Promoter library designed for fine-tuned gene expression in Pichia pastoris

Franz Stefan Hartner, Claudia Ruth, D. Langenegger, SN Johnson, P. Hyka, GP Lin-Cereghino, K. Kovar, JM Cregg, Anton Glieder, Joan Lin-Cereghino

Research output: Contribution to journalArticlepeer-review


Although frequently used as protein production host, there is only a limited set of promoters available to drive the expression of recombinant proteins in Pichia pastoris. Fine-tuning of gene expression is often needed to maximize product yield and quality. However, for efficient knowledge-based engineering, a better understanding of promoter function is indispensable. Consequently, we created a promoter library by deletion and duplication of putative transcription factor-binding sites within the AOX1 promoter (P(AOX1)) sequence. This first library initially spanned an activity range between approximately 6% and >160% of the wild-type promoter activity. After characterization of the promoter library employing a green fluorescent protein (GFP) variant, the new regulatory toolbox was successfully utilized in a 'real case', i.e. the expression of industrial enzymes. Characterization of the library under repressing, derepressing and inducing conditions displayed at least 12 cis-acting elements involved in P(AOX1)-driven high-level expression. Based on this deletion analysis, novel short artificial promoter variants were constructed by combining cis-acting elements with basal promoter.
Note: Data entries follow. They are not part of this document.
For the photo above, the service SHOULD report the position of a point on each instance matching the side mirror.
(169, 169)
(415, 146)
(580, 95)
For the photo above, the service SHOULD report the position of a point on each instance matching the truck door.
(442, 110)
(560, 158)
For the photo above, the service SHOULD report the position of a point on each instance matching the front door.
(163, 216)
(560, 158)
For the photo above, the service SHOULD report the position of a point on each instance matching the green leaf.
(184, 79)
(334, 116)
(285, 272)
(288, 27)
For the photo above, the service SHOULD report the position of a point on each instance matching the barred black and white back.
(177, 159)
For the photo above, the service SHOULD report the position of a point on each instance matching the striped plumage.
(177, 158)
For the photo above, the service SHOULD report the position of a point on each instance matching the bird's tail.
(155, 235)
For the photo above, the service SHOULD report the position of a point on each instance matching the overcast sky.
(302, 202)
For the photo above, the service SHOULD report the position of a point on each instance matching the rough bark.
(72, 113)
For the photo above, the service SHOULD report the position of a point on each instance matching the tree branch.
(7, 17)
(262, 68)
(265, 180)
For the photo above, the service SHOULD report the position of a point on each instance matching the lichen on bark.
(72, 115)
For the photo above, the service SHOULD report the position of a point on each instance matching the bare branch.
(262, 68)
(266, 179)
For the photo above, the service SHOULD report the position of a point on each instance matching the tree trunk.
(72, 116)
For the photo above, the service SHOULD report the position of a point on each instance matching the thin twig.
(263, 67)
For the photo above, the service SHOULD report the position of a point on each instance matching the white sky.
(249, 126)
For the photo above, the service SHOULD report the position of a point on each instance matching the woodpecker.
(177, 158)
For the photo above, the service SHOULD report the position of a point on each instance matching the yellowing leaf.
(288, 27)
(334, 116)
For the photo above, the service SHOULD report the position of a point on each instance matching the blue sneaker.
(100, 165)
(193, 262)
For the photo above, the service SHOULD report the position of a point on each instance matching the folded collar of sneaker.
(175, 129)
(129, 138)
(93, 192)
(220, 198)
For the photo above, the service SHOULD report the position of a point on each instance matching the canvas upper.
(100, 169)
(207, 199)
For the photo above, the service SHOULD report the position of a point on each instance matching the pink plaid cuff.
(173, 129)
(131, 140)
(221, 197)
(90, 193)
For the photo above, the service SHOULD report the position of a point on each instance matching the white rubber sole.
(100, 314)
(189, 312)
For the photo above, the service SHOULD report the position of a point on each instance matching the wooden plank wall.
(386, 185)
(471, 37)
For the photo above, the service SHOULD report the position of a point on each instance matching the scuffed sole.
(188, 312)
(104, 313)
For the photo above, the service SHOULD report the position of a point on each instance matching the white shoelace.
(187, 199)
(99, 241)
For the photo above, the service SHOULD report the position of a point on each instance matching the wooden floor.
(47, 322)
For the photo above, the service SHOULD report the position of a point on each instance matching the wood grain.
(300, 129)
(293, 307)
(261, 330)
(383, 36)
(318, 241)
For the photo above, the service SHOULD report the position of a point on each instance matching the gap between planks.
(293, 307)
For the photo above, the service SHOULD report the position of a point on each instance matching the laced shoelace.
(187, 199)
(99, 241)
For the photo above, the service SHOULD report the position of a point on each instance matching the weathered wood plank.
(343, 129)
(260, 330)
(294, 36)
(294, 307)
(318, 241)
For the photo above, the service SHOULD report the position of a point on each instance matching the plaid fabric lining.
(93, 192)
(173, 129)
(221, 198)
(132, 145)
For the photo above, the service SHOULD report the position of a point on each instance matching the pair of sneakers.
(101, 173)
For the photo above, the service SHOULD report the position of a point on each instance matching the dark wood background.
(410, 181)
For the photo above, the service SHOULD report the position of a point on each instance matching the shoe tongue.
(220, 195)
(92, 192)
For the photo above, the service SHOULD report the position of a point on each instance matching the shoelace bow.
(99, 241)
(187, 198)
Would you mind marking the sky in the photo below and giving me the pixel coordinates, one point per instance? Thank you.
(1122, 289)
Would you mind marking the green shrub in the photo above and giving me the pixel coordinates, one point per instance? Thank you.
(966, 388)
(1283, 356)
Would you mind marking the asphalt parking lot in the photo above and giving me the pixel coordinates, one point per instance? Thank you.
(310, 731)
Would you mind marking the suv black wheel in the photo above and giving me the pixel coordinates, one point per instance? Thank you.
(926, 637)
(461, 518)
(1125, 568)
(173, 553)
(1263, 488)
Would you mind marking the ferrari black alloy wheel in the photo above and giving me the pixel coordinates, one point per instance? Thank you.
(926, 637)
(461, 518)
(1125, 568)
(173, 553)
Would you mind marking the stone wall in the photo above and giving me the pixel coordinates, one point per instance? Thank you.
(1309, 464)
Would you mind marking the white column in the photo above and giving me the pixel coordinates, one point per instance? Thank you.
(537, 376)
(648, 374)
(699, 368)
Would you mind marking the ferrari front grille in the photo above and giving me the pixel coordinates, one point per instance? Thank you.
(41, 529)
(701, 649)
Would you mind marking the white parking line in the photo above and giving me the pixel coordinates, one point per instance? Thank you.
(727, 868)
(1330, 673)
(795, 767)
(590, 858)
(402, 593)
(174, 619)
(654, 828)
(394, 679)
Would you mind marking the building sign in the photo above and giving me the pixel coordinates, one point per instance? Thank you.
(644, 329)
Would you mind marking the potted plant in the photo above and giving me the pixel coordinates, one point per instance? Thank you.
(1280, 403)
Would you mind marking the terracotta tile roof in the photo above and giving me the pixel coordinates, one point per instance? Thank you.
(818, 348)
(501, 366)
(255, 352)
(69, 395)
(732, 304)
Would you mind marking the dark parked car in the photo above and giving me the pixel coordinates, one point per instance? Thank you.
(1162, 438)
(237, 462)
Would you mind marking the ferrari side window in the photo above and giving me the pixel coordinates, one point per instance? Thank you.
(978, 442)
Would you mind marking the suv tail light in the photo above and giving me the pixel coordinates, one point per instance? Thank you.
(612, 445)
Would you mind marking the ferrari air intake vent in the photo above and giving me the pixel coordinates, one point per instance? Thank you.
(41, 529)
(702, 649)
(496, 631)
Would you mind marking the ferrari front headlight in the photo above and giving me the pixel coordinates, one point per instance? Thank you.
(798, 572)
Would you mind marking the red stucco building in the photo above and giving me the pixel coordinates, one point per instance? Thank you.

In addition to improving yields and quality of heterologous protein production, the new P(AOX1) synthetic promoter library constitutes a basic toolbox to fine-tune gene expression in metabolic engineering and sequential induction of protein expression in synthetic biology.

Original languageEnglish
Pages (from-to)e76
JournalNucleic Acids Research
Issue number12
Publication statusPublished - Jul 2008

Treatment code (Nähere Zuordnung)

  • Basic - Fundamental (Grundlagenforschung)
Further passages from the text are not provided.